Pro-Senectute-Kampagne von Thjnk erhält deutschen Preis für Wirtschaftskommunikation

Die von Thjnk entwickelte Kampagne «Gemeinsam stärker» für Pro Senectute Schweiz, die während der Corona-Pandemie zur Solidarität unter den Generationen aufrief, wurde in Berlin mit dem renommierten «Deutschen Preis für Wirtschaftskommunikation» ausgezeichnet.

Pro Senectute KampagneSeniorinnen und Senioren sind für die Gesellschaft unverzichtbar: Sie tragen in vieler Hinsicht zu einer funktionierenden Gesellschaft bei – auch in schwierigen Zeiten.

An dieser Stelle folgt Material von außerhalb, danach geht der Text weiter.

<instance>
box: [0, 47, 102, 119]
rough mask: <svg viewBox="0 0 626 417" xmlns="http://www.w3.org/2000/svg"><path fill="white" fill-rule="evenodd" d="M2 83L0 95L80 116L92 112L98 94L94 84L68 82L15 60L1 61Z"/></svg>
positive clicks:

Diese Botschaft trugen Pro Senectute Schweiz und Thjnk Zürich im Frühjahr 2020 unter anderem mit einem TV-Spot an die Öffentlichkeit – zu einem Zeitpunkt der Corona-Pandemie, als der gesellschaftliche Zusammenhalt in Schieflage geraten war: Die mehr als 1,7 Millionen Menschen im Pensionsalter fühlten sich in dieser Zeit oftmals ausgeschlossen und marginalisiert (Werbewoche.ch berichtete).

Wertschätzung für alle

Dieses Engagement von Pro Senectute wurde am Donnerstag mit dem «Deutschen Preis für Wirtschaftskommunikation» in der Kategorie «Mitreissendes Storytelling» gewürdigt. Mit der Kampagne

«Unverzichtbare Nebenjobs» habe Pro Senectute auf eine Art und Weise kommuniziert, die einzigartig ist, tiefe Emotionen geweckt und das Gefühl des Zusammenhalts generiert, so das Jury-Urteil. Durch die gewählte Ansprache sei eindrücklich auf die Menschen aufmerksam gemacht worden, die während der Pandemie schnell in den Hintergrund geraten sind und doch besonders betroffen waren, hiess es in der Laudatio.

«Dieser Preis ist einerseits eine Wertschätzung für alle Seniorinnen und Senioren und deren Angehörige, welche insbesondere in der ersten Phase der Pandemie mit enormen Herausforderungen konfrontiert waren, andererseits für das Engagement von Pro Senectute», freut sich Peter Burri Follath, der Gesamtverantwortliche der Kampagne und Leiter Kommunikation bei Pro Senectute Schweiz. «Unter schwierigen Bedingungen gelang es uns, aus einer aktuellen Notwendigkeit heraus und innert weniger Wochen ein Werk zu schaffen, das nun über die Landesgrenzen hinaus Beachtung gefunden hat», ergänzt er.